彼は昨日のホームルームで、クラスで一番短い自己紹介を披露した生徒である。
彼のように見た目が不良の生徒は、取り巻きの二、三人は連れていると思ったが、どうやら一人のようだ。
「いただきます」
なんと、飛勝君は食事の前にいただきますと言っているではないですか。
授業にも、ちゃんと出ていたし、根はマジメなのかもしれない。
相変わらずの不愛想だが、礼儀も正しいのか?
人は見た目によらない例もあるんだな。
飛勝君は、箸を手に取りラーメンを口元まで持ってくると、それを口の中まで入れることなく寸前で止まった。
「おい」
彼の見た目と行動のギャップに関心していると、獲物を狩ろうとしている狩人の如く睨みつけられた。
オレの楽しい楽しい高校生活が終わったかもしれない。
「お前、なに俺のこと見てんだ、殺すぞ」
「ごめん」
飛勝君の恫喝とも思える迫力に、オレの本能が勝手に口から謝罪の言葉を放った。
ただそれでも、自己紹介イベントのときから感じていた、彼と話してみたいという思いは消えることはなく、無意識に彼の方に体を向けていた。
「チッ」
飛勝君は、オレの謝罪に対して舌打ちをし、味噌ラーメンを食べ始めた。
これ以上、彼の琴線に触れてはならないと思い、オレも体を机に向きなおして、日替わり定食を食べ始めた。
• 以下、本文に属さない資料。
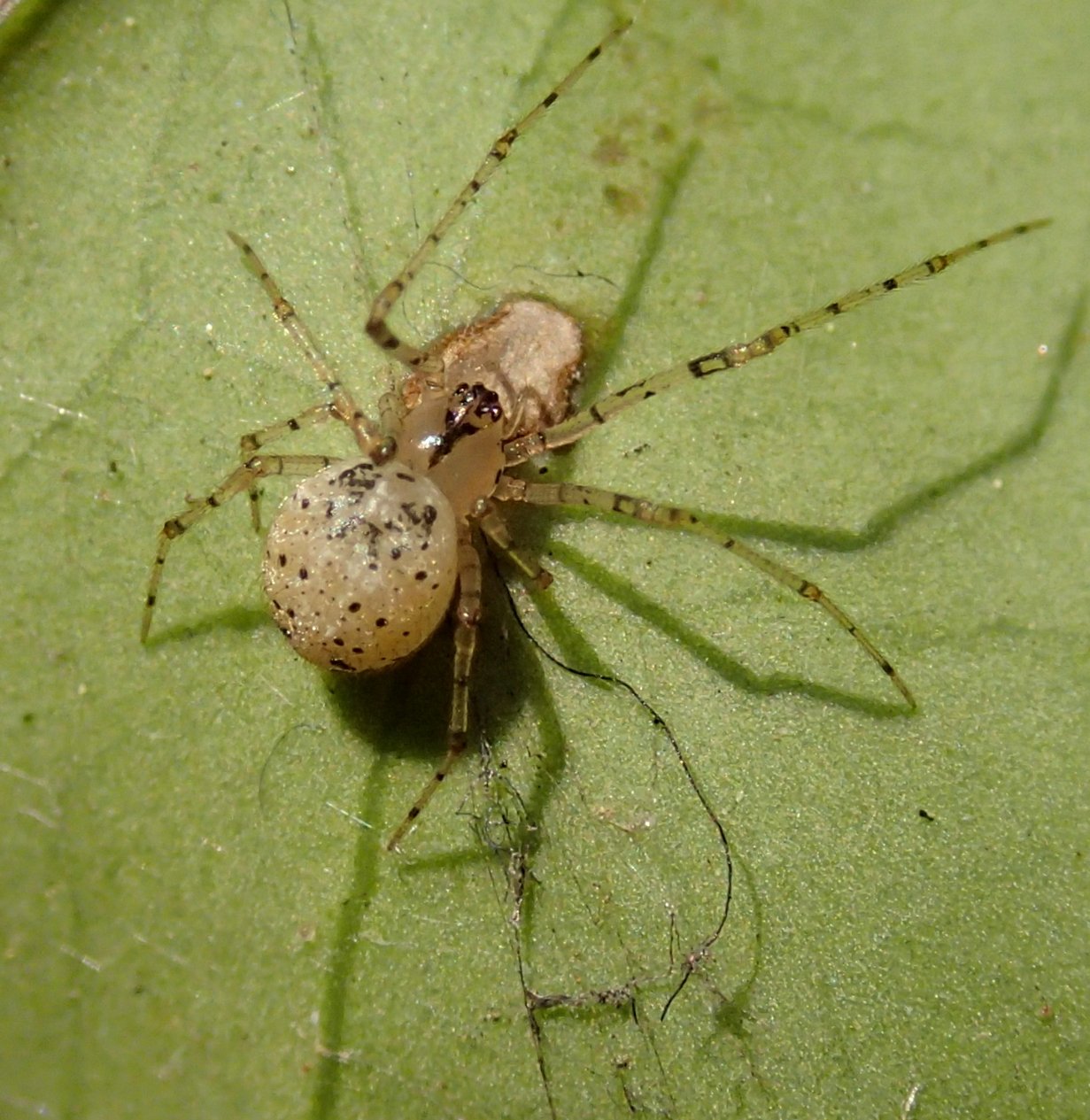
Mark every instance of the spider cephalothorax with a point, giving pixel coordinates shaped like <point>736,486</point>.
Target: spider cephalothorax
<point>370,553</point>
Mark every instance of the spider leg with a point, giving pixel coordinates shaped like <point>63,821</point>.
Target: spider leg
<point>240,481</point>
<point>668,516</point>
<point>253,440</point>
<point>468,615</point>
<point>367,435</point>
<point>495,529</point>
<point>739,354</point>
<point>385,300</point>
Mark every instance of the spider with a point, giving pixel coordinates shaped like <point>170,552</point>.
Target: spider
<point>370,553</point>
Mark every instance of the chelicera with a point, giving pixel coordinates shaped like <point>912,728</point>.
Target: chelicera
<point>370,554</point>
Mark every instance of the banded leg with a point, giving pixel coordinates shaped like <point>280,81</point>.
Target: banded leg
<point>240,481</point>
<point>468,615</point>
<point>669,516</point>
<point>367,435</point>
<point>385,300</point>
<point>253,440</point>
<point>739,354</point>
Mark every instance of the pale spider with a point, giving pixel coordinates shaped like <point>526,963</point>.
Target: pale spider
<point>370,553</point>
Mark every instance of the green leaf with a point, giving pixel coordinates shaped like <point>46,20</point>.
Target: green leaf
<point>198,916</point>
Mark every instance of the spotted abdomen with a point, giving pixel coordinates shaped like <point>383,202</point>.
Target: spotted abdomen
<point>361,565</point>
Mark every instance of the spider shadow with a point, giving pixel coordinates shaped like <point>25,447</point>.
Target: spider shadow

互いに意識しながらも続く沈黙に、オレは居心地の悪さを感じていた。
すると食事をしながら彼の方から沈黙を破ってきた。
「お前、悔しくないのかよ」
急に脈絡のないことを言われても、なんのことかさっぱりだ。
「それ、オレに言ってる?」
身に覚えが無さ過ぎて、彼の話しかけている対象が本当に自分なのかを確認するほどに。
「あぁ? あたりめぇだろ、殺されてぇのか?」
彼は眉間に皺を寄せて答えた。
「いや、殺されたくないけど、身に覚えがなくて」
「……お前、マジで言ってんのか?」
オレには身に覚えがないことを正直に言うと、彼はオレの顔を見て驚いた表情に変わった。
話しながらでも、食事を進めていた手が止まっている。
そんな記憶に残るくらい、オレにとっての悔しい出来事とはなんだろうか。
「さっぱりだよ」
「……はぁあ。なんだ、気づいてないのかよ…………。お前なぁ、さっき佐藤と鈴木にいろいろ言われてたんだよ」
彼は大きく溜息を吐いてどういうことかを教えてくれた。
どうやらオレがあまりにも身に覚えがない反応をするものだから、佐藤君と鈴木君に悪口を言われたことに気づいていないと思ったのだろう。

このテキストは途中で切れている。